The constraints of lithium-ion batteries are well-known at this level, so quite a lot of automakers are exploring options equivalent to lithium-air expertise.
Honda is taking a distinct method as their scientists have teamed up with researchers from the California Institute of Know-how and NASA’s Jet Propulsion Laboratory to develop a brand new battery chemistry that guarantees to be a major enchancment over present battery expertise.
Whereas the small print will most likely make your eyes glaze over, Honda says the analysis paves the way in which for “excessive energy-density batteries able to assembly quickly rising vitality storage wants by overcoming the present temperature limitations of fluoride-based battery expertise and by demonstrating the room-temperature operation of fluoride-ion based mostly vitality cells.”
Placing apart the science mumbo jumbo for a minute, the chief scientist of the Honda Analysis Institute mentioned “Fluoride-ion batteries supply a promising new battery chemistry with as much as ten instances extra vitality density than at present accessible lithium batteries.” That’s an enormous enchancment and fluoride-ion batteries have the potential to be considerably lighter than lithium-ion batteries whereas additionally delivering a vastly improved vary when utilized in electrical automobiles.
Dr.

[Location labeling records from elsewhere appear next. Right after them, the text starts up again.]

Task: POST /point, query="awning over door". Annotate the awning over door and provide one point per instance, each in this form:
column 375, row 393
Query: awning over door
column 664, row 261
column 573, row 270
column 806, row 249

Christopher Brooks additionally famous fluoride-ion batteries are safer than lithium-ion batteries as they don’t undergo from overheating points. Moreover, the batteries are extra environmentally pleasant than right now’s lithium-ion batteries.
After all, fluoride-ion batteries have their drawbacks as Honda famous present solid-state fluoride ion-conducting batteries have to function at temperatures above 302 F° (150° C) to make the electrolyte fluoride-conducting. This has been a “important problem,” however the analysis workforce discovered a option to create a fluoride-ion electrochemical cell able to working at room temperature.
Honda says this breakthrough was achieved through the use of a “chemically secure liquid fluoride-conducting electrolyte with excessive ionic conductivity and a large working voltage.” The scientists additionally developed a singular electrolyte utilizing “dry tetraalkylammonium fluoride salts dissolved in an natural, fluorinated ether solvent.” That is paired with a composite cathode which encompasses a core-shell nanostructure made from copper, lanthanum and fluorine. Because of this setup, the researchers have been capable of efficiently show reversible electrochemical biking at room temperature.